Es gehört zu den zentralen Verdiensten der Darstellung, dass Lichtenstern als letzten Teil ihrer Arbeit die Rezeption Moores exemplarisch vor Augen führt, denn nicht zuletzt hier zeigt sich die herausragende Stellung des Künstlers innerhalb der Skulptur des 20. Jahrhunderts, die sich auf dieser Ebene mit der Bedeutung Picassos vergleichen lässt. Zugleich stellt die Verfasserin fest: "Henry Moores globale Wirkung vollzog sich in keinem Land auf so vielschichtige Weise wie im zweigeteilten Deutschland." (321) Lichtenstern stellt für Westdeutschland KünstlerInnen wie Karl Hartung, Bernhard Heiliger, Brigitte und Martin Matschinsky-Denninghoff und Toni Stadler als Rezipienten Moores vor, die vor allem an der biomorph-abstrakten Seite des Briten interessiert gewesen seien; ausgesprochen erhellend ist allerdings die ostdeutsche Rezeption (321-348), wobei sich das kunstkritische Bild Moores vom "Feind" zum "Erblasser" und zum "sozialistischen Weggefährten" wandelte und hier die gegenständlich-abbildhafte Seite Moores im Vordergrund stand. Fritz Cremer, Theo Balden, René Graetz oder Wieland Förster werden von der Autorin in diesem ersten Überblick nicht nur auf der Ebene der Skulptur sondern teilweise auch der Zeichnung angesprochen. Angestoßen ist damit eine wichtige Fragestellung zur deutschen Kunstgeschichte nach 1945, die auch in die Bereiche einer kulturpessimistischen oder antidekadenten Modernekritik ausgelotet werden könnte, in jedem Fall aber aufgenommen und weitergeführt werden sollte.
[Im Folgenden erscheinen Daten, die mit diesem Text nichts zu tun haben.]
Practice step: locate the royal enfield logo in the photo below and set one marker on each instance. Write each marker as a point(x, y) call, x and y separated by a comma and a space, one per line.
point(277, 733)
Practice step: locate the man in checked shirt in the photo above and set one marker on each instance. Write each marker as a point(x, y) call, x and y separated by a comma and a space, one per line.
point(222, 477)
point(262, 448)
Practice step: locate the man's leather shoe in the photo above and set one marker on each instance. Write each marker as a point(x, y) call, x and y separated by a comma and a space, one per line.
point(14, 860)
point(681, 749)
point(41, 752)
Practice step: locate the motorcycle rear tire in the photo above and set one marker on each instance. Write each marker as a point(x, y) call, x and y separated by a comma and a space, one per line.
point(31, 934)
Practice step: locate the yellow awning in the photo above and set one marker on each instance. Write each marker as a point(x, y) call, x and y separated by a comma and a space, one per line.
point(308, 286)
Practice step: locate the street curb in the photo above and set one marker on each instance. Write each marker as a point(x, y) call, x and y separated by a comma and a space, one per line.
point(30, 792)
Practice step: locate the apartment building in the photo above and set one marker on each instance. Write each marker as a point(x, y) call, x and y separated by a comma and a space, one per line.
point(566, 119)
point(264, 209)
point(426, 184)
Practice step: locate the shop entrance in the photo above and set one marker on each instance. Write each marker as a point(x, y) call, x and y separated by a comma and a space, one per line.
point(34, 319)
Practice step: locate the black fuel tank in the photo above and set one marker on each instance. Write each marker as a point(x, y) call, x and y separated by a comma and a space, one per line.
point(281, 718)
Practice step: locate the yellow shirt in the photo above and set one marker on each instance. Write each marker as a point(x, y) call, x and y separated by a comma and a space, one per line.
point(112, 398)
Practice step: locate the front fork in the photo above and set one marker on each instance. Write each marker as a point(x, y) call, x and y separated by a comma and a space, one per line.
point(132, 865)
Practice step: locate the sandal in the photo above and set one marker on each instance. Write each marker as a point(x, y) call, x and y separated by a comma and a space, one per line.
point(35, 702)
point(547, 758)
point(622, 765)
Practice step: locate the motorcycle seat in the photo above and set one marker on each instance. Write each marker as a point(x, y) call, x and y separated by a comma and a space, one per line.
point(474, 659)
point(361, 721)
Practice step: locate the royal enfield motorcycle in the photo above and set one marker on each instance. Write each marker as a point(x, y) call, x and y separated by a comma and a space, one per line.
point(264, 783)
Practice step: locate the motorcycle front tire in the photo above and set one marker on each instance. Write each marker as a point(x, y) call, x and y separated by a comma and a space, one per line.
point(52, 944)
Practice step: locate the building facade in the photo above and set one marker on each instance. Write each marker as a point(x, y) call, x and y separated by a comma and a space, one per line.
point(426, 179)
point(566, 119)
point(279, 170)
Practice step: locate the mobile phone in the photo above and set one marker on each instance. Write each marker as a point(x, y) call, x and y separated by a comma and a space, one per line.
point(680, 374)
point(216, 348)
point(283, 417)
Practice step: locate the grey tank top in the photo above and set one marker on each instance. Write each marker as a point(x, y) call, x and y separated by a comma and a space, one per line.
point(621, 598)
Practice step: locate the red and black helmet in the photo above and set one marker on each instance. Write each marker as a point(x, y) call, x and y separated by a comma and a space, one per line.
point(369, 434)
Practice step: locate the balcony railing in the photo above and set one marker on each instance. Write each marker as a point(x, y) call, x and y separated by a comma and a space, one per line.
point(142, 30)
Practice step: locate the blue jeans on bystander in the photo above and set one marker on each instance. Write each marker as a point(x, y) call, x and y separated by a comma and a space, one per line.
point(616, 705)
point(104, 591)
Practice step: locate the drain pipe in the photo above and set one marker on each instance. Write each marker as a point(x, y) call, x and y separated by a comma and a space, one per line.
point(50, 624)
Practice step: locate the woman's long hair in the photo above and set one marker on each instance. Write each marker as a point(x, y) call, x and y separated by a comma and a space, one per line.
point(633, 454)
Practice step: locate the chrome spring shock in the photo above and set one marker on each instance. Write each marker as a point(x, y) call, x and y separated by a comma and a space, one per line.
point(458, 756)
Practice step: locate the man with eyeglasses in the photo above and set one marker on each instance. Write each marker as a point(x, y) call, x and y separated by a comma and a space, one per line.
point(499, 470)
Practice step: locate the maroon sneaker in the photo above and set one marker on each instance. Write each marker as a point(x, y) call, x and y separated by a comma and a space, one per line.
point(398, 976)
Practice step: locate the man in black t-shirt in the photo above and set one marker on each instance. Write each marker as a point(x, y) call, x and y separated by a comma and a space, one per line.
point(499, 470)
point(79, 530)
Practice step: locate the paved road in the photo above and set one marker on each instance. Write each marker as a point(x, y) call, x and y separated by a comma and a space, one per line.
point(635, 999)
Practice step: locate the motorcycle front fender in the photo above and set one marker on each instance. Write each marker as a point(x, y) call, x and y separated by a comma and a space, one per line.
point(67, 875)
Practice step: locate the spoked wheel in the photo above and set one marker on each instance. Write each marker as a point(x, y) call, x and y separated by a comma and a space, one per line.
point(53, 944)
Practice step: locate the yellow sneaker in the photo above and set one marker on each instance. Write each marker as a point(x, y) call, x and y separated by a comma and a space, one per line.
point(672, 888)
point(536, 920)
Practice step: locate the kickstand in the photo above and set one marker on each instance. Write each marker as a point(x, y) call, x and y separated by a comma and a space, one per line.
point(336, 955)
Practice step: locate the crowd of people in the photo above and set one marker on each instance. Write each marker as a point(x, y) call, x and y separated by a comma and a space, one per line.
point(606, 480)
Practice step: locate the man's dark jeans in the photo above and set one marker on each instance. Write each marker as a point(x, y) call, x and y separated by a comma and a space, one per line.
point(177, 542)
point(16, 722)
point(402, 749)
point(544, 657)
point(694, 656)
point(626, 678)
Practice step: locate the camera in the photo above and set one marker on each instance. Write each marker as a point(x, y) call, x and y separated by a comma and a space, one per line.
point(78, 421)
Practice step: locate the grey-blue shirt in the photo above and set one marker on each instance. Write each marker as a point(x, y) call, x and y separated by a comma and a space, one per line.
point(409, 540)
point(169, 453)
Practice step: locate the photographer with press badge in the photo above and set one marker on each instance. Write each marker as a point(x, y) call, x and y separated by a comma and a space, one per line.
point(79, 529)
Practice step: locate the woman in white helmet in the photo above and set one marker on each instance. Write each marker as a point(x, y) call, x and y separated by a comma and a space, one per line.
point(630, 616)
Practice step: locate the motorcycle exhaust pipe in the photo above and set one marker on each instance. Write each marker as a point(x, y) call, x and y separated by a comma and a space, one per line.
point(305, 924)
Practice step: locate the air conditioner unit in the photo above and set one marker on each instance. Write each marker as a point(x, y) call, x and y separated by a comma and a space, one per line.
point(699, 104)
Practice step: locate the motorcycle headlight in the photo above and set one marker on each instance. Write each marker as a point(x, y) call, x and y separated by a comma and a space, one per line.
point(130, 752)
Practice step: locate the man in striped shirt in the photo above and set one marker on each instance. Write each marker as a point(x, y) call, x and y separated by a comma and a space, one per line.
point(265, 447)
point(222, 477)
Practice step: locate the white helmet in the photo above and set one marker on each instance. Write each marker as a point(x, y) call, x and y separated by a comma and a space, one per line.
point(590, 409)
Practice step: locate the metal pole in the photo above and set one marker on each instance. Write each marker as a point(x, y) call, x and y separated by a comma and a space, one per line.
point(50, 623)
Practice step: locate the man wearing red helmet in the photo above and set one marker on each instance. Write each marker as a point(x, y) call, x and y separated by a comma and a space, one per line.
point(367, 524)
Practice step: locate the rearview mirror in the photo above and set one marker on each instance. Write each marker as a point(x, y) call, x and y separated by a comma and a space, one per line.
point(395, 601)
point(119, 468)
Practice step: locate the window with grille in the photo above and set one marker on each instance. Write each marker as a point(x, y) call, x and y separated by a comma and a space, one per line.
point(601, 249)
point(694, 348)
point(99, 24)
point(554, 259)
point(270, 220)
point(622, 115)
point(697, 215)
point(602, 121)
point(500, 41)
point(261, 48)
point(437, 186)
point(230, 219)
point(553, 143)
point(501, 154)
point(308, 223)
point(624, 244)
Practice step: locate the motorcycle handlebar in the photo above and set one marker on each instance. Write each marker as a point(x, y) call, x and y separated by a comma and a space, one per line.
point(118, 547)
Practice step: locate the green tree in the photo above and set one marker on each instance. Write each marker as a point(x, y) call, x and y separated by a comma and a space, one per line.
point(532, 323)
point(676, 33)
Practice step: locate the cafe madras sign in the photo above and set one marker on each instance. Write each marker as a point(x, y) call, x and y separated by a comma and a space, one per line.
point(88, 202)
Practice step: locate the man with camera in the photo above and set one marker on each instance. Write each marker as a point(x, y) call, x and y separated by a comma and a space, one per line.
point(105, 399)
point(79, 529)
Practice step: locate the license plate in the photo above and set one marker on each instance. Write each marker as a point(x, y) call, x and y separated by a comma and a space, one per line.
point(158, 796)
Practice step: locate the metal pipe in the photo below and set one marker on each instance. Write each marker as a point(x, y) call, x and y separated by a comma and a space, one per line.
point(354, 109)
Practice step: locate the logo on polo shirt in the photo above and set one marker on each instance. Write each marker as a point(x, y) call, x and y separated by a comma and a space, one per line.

Die vorgelegte, reich bebilderte und anschaulich geschriebene Monografie erweckt Moore zu neuem Leben und macht deutlich, dass es sich um einen wieder zu entdeckenden Giganten der Kunst des 20. Jahrhunderts handelt, dessen Ansätze und Auffassungen für ein Verständnis moderner Skulptur unabdingbar sind. Man sollte Moore aber auch vor dem Hintergrund der zeitgenössischen Bildhauerei im Gedächtnis haben.
Anmerkungen:
[1] Henry Moore: Schriften und Skulpturen, hg. und eingeleitet von Werner Hofmann, Frankfurt/M. 1959.
[2] Silke Wenk: Henry Moore. Two Large Forms. Eine Allegorie des modernen Sozialstaates, Frankfurt/M. 1997.
[3] Christa Lichtenstern: Henry Moore. Zweiteilig Liegende I. Landschaft wird Figur, Frankfurt/M. / Leipzig 1994.